A Astro Fingido está sediada no Porto e é nesta cidade que desenvolve boa parte do seu trabalho, quer na área do teatro quer na da formação (por exemplo, integra há 10 anos o Programa Porto de Crianças com o “Filosofário-Oficina de Filosofia” com Crianças para o 1º ciclo). No entanto, tem desenvolvido um trabalho de proximidade com a CIM [Comunidade Intermunicipal] do Tâmega e Sousa: criou a Oficina de Expressão Dramática “TOU-in”, que levou a 5 concelhos desta CIM durante 3 anos letivos, está a produzir um espetáculo para o projeto “Escrita em Cena”, da Escritaria, em Penafiel, e tem mantido, na última década, uma relação de proximidade com o município de Paredes, criando espetáculos a partir do diálogo com a comunidade local (ex. “O Português Voador”, “A Torre dos Alcoforados”, “Mulheres Móveis” ou, recentemente, “Moço da Cola”). Foi ainda responsável pela programação do “MAPPA21, Teatro, Arte e Património”, que decorreu, entre junho e outubro, em várias freguesias do concelho de Paredes. Procuramos a proximidade com as comunidades, sem descurar um serviço educativo, que nos parece fundamental para a criação de públicos. Este é um trabalho que tem contado quer com o apoio do Ministério da Cultura, através da Direção Geral das Artes, quer dos municípios envolvidos. O interesse pelas atividades que temos vindo a desenvolver tem sido crescente e as oportunidades vão surgindo, porque o trabalho vai falando por nós. Estamos com grandes expectativas de fazer ainda mais e melhor no futuro. Ambicionamos ser a primeira companhia profissional do concelho de Paredes.

 

A terminar, porque a nossa conversa já vai longa, fala-me de ti. Quais são neste momento os projetos em que estás envolvida, enquanto atriz?

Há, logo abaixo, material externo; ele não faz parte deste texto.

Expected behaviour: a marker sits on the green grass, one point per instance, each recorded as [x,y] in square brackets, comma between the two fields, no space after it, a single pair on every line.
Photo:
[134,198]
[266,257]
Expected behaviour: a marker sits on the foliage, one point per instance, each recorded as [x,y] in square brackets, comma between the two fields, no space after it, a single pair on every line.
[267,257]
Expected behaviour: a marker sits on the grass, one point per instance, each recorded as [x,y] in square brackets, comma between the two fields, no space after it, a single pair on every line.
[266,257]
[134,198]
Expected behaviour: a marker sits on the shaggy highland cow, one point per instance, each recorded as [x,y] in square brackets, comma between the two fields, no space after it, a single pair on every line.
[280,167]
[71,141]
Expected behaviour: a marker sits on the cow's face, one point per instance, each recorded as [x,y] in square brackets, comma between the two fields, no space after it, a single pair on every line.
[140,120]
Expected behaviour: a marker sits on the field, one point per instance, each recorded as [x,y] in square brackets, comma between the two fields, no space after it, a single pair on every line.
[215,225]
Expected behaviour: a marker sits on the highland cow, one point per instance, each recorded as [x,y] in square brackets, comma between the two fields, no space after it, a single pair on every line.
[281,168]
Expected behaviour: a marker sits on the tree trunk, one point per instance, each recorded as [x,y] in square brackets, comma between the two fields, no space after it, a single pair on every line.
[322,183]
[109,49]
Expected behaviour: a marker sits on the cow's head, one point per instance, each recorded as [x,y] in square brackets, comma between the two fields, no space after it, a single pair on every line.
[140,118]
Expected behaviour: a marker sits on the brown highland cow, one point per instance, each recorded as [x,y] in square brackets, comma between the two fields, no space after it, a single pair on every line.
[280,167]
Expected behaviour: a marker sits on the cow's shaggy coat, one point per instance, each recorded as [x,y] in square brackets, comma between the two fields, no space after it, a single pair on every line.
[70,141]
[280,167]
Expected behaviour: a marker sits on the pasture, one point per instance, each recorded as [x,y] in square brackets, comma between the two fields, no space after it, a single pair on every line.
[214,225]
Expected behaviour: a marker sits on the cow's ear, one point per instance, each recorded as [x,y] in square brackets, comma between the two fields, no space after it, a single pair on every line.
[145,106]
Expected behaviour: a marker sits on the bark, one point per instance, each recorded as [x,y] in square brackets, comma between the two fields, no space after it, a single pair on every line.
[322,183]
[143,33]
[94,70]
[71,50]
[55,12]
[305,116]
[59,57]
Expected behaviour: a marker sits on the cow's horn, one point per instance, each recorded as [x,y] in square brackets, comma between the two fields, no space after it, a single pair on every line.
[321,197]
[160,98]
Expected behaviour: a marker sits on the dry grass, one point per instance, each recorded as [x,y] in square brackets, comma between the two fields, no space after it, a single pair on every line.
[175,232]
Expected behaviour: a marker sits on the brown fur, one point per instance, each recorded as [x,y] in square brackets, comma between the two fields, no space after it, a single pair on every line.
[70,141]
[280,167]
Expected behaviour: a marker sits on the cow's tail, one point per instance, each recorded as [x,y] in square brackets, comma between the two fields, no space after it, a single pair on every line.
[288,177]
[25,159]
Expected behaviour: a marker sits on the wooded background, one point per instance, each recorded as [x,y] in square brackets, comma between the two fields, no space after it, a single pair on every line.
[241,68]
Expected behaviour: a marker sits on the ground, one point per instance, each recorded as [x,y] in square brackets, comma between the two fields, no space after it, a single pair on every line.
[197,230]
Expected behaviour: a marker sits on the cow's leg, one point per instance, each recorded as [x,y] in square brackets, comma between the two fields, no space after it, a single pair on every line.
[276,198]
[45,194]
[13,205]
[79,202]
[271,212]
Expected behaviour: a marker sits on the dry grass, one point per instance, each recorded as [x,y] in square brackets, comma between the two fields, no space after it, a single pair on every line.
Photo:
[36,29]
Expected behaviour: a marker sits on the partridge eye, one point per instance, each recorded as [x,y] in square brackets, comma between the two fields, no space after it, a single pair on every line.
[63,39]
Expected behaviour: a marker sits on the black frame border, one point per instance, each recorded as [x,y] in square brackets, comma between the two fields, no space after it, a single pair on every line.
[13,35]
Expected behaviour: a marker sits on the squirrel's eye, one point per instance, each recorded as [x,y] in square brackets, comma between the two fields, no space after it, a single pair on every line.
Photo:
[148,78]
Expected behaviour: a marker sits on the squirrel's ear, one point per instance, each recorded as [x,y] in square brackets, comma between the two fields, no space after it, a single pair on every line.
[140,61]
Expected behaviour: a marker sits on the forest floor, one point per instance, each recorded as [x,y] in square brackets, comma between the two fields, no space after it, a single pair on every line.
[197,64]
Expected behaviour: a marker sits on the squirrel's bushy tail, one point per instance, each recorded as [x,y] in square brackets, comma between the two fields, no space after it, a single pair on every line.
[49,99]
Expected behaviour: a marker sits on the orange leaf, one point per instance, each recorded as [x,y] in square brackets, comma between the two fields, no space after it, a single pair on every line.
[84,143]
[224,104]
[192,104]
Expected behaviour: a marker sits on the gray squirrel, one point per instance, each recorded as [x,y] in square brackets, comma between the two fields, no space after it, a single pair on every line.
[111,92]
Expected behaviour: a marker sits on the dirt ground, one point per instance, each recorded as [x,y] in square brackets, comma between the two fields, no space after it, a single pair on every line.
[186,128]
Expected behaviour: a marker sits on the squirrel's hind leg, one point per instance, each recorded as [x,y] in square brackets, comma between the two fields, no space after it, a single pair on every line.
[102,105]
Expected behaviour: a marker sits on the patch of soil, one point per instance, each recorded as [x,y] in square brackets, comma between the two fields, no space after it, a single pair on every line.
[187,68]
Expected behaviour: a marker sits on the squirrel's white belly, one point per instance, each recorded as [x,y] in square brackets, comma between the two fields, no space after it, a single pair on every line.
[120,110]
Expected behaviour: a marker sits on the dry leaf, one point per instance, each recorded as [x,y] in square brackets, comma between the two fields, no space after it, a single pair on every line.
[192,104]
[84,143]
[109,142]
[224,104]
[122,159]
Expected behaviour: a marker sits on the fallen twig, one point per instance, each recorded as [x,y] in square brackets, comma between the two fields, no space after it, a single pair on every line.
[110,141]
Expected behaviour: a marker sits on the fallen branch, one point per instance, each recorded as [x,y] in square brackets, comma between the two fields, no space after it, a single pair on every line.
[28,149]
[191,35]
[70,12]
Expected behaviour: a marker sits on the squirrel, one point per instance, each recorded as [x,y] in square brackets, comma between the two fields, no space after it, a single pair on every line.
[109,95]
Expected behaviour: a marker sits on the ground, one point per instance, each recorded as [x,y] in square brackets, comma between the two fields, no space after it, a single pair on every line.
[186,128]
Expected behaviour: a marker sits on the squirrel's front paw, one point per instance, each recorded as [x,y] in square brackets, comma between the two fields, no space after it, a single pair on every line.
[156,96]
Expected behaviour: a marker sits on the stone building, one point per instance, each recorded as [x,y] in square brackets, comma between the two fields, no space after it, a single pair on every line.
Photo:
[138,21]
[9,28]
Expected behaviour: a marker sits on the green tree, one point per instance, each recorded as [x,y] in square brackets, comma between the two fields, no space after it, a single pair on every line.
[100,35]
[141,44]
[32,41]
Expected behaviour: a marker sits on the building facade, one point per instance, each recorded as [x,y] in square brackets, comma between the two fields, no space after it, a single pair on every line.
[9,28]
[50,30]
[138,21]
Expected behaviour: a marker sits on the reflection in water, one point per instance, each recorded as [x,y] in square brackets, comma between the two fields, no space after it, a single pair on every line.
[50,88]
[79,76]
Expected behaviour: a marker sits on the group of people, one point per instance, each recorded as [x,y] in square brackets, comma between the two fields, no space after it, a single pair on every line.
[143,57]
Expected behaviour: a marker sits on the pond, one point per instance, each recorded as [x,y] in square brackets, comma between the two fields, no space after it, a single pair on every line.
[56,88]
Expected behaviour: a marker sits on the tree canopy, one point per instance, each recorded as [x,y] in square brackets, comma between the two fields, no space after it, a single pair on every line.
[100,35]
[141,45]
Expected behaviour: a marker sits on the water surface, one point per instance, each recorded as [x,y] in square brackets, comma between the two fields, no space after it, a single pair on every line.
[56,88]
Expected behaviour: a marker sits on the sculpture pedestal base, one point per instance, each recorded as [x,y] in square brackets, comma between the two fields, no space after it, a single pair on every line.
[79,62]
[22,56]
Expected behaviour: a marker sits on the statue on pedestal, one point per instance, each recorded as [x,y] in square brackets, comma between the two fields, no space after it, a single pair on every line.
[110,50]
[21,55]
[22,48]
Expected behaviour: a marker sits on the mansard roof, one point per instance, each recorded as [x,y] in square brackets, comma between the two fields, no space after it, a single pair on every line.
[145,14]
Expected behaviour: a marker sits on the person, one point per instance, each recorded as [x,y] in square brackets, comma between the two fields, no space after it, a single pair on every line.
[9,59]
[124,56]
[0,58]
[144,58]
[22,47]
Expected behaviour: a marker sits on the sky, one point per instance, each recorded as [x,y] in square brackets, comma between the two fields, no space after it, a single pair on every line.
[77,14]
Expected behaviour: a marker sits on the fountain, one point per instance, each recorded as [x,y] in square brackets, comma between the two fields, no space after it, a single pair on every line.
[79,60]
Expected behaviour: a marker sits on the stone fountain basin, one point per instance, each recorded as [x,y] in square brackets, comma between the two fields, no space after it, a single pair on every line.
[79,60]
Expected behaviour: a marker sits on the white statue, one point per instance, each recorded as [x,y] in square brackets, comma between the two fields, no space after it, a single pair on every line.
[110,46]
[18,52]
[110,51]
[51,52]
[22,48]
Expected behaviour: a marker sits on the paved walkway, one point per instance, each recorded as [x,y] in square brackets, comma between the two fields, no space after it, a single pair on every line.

De momento estou a preparar a digressão de 2 espetáculos da Astro Fingido, que integram o Ciclo da Invisibilidade: “Mulheres Móveis” e “Moço da Cola”, ambos com texto e encenação de Fernando Moreira. São trabalhos desenvolvidos a partir da realidade laboral de Paredes nos anos 60/70 do século XX, que abordam a invisibilidade social de uma parte da população. Preparo também, para uma coprodução Assédio/TNSJ, o papel da Rita em “O Pecado de João Agonia” de Bernardo Santareno, com encenação de João Cardoso, a estrear no TeCA [Teatro Carlos Alberto] a 11 de novembro próximo.